Adapun tujuan dari Teori belajar Konstruktivisme dalah sebagai berikut:
1. Adanya motivasi untuk siswa bahwa belajar adalah tanggung jawab siswa itu sendiri.
2. Mengembangkan kemampuan siswa untuk mengajukan pertanyaan dan mencari sendiri pertanyaannya.
3. Membantu siswa untuk mengembangkan pengertian dan pemahaman suatu konsep secara lengkap.
4. Mengembangkan kemampuan siswa untuk menjadi pemikir yang mandiri.
5. Lebih menekankan pada proses belajar bagaimana belajar itu.

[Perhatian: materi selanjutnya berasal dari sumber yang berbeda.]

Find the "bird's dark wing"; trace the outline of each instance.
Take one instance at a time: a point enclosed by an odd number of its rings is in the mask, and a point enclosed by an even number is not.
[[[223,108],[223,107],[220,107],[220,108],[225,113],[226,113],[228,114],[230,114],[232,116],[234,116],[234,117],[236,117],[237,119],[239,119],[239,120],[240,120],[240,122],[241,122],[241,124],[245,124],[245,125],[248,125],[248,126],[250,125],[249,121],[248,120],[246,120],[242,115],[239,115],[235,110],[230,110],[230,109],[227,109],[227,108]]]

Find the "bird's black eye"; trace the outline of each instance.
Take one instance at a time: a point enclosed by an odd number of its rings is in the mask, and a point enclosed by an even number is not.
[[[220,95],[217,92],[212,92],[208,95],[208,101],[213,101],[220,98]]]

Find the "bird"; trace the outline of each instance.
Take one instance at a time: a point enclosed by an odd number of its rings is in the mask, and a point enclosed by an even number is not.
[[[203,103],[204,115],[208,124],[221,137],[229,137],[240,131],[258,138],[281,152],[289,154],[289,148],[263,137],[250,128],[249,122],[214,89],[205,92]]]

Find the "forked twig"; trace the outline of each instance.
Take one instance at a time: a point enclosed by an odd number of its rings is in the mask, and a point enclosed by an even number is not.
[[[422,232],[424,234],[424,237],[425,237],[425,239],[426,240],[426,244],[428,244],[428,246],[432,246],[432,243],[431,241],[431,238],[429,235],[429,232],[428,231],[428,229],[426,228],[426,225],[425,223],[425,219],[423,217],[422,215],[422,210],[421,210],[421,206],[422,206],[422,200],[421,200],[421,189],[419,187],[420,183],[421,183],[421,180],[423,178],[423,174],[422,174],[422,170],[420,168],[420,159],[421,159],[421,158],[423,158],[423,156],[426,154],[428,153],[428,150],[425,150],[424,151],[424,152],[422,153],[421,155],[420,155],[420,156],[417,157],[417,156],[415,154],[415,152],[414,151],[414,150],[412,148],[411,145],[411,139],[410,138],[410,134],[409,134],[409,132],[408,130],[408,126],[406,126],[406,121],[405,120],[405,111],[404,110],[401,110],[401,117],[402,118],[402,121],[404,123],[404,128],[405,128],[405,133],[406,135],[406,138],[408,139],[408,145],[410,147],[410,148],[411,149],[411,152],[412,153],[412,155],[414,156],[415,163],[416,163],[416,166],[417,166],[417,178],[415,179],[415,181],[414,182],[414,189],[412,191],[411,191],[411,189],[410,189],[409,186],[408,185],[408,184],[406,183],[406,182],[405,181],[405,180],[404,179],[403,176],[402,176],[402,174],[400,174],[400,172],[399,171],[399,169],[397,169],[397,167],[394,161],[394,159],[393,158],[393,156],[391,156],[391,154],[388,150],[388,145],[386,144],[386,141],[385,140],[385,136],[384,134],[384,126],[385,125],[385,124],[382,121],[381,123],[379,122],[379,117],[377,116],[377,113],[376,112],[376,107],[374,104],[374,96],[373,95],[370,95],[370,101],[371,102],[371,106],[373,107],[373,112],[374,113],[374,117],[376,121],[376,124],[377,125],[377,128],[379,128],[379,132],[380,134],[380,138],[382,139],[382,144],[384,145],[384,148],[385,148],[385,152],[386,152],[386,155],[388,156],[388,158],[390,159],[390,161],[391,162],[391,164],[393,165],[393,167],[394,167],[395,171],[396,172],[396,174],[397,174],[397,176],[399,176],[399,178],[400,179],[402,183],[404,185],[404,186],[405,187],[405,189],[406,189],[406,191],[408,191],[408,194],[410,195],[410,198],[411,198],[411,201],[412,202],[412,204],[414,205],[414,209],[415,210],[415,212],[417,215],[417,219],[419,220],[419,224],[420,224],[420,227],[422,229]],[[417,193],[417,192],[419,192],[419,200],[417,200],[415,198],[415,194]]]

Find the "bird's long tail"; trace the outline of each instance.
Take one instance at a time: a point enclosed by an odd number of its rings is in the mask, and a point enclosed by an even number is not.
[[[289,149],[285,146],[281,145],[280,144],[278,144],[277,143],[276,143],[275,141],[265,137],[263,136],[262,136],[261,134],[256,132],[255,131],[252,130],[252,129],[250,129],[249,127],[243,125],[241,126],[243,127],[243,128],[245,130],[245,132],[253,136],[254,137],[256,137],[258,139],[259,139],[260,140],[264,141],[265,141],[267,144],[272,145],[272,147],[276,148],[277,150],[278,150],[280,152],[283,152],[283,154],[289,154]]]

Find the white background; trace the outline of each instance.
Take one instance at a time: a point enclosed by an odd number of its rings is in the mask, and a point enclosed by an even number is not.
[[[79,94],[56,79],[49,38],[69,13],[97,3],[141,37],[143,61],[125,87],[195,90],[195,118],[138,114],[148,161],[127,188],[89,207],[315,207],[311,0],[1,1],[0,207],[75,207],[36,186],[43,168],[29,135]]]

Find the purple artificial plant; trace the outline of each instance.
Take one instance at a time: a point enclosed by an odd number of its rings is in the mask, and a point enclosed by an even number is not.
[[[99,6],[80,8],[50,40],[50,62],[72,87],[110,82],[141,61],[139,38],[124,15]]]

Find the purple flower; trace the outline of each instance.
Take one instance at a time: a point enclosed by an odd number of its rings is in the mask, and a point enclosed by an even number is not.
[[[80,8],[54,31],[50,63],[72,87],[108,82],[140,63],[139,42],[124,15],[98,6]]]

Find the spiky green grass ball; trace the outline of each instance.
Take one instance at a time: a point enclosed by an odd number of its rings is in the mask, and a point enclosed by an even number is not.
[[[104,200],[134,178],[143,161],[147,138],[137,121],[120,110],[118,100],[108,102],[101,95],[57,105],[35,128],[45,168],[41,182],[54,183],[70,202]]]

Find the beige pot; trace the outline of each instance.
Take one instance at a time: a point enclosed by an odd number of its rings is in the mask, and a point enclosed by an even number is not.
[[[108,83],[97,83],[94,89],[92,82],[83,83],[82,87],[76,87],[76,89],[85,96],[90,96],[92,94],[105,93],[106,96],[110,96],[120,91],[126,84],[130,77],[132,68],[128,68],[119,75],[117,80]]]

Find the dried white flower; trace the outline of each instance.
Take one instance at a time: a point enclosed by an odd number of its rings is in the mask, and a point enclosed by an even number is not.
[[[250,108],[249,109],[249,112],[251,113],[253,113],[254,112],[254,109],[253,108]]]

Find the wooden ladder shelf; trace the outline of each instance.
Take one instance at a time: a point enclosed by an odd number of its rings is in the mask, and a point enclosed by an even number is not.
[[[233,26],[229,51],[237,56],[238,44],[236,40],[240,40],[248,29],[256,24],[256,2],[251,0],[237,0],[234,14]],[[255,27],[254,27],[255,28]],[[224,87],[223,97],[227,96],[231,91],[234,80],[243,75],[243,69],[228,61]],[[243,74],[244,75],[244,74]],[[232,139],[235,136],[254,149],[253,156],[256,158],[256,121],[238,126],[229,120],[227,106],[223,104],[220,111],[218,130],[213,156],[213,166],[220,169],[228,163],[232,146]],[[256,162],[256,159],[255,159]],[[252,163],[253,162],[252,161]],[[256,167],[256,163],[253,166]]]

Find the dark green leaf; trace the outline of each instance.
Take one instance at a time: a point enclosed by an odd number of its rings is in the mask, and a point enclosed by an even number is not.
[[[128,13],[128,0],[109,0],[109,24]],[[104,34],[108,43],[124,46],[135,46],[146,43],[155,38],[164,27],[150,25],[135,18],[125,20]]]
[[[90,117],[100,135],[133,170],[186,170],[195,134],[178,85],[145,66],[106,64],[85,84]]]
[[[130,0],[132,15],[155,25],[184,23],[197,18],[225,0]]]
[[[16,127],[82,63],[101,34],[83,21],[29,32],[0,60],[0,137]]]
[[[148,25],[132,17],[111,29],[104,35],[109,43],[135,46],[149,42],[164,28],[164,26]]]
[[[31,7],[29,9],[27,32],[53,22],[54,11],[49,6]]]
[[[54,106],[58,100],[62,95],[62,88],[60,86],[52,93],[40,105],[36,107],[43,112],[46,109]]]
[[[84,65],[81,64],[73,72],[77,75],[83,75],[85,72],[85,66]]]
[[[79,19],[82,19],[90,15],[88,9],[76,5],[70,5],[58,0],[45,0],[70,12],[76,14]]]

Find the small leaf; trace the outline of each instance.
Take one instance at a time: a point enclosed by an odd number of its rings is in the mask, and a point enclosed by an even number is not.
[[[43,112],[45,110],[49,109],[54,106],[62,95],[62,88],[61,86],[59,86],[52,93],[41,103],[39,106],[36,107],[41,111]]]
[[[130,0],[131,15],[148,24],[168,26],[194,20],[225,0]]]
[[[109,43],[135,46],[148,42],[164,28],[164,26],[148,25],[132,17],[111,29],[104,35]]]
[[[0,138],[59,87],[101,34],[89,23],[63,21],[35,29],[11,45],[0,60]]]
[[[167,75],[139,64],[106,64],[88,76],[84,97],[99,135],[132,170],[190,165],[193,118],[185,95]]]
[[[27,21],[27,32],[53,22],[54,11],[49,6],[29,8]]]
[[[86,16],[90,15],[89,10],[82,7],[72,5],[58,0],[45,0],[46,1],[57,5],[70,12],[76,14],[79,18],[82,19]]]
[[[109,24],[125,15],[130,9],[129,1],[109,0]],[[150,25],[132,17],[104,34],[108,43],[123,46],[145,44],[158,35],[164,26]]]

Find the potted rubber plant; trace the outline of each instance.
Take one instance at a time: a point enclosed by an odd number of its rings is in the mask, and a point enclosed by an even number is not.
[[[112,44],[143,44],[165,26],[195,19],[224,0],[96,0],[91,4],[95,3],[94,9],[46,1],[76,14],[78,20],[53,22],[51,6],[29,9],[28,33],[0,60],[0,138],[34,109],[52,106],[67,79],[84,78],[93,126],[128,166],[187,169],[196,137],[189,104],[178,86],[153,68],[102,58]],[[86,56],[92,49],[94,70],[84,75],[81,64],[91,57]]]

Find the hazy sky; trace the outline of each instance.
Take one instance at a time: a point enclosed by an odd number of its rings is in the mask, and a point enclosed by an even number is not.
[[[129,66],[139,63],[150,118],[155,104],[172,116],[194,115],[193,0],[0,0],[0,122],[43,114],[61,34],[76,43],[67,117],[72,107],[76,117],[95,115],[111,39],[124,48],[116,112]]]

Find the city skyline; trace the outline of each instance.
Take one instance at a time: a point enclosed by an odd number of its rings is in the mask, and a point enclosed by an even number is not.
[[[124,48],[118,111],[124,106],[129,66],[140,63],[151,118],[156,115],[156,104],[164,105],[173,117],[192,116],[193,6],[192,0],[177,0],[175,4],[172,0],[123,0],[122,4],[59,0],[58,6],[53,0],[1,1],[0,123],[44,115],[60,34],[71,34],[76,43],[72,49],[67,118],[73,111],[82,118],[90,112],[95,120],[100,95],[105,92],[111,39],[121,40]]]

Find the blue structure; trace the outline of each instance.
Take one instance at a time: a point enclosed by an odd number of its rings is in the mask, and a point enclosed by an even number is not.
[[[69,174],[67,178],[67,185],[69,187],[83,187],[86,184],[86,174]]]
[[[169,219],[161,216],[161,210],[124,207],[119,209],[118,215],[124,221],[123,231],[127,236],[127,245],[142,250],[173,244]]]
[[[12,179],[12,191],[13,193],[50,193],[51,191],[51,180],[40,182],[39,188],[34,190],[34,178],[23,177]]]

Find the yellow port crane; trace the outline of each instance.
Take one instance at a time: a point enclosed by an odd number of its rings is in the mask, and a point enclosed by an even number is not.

Hakikat pembelajaran konstruktivistik oleh Brooks & Brooks dalam Degeng mengatakan bahwa pengetahuan adalah non-objective, bersifat temporer, selalu berubah, dan tidak menentu. Belajar dilihat sebagai penyusunan pengetahuan dari pengalaman konkrit, aktivitas kolaboratif, dan refleksi serta interpretasi. Mengajar berarti menata lingkungan agar si belajar termotivasi dalam menggali makna serta menghargai ketidakmenentuan. Atas dasar ini maka si belajar akan memiliki pemahaman yang berbeda terhadap pengetahuan tergentung pada pengalamannya, dan perspektif yang dipakai dalam menginterpretasikannya.
|
Teori belajar Konstruktivisme dalam Pembelajaran |
Teori belajar Konstruktivisme ini lebih menekankan perkembangan konsep dan pengertian yang mendalam, pengetahuan sebagai konstruksi aktif yang dibuat siswa. Jika seseorang tidak aktif membangun pengetahuannya, meskipun usianya tua tetap saja tidak akan berkembang pengetahuannya. Suatu pengetahuan dianggap benar bila pengetahuan itu berguna untuk menghadapi dan memecahkan persoalan atau fenomena yang sesuai. Pengetahuan tidak bisa ditransfer begitu saja, melainkan harus diinterpretasikan sendiri oleh masing-masing orang. Pengetahuan juga bukan sesuatu yang sudah ada, melainkan suatu proses yang berkembang terus-menerus. Dalam proses ini keaktifan seseorang sangat menentukan perrkembangan pengetahuannya. Unsur-unsur penting dalam Teori belajar Konstruktivisme:
1. Memperhatikan dan memanfaatkan pengetahuan awal siswa
2. Pengalaman belajar yang autentik dan bermakna
3. Adanya lingkungan social yang kondusif
4. Adanya dorongan agar siswa mandiri
5. Adanya usaha untuk mengenalkan siswa tentang dunia ilmiah
Secara garis besar, prinsip-prinsip Teori belajar Konstruktivisme adalah sebagai berikut:
1. Pengetahuan dibangun oleh siswa sendiri.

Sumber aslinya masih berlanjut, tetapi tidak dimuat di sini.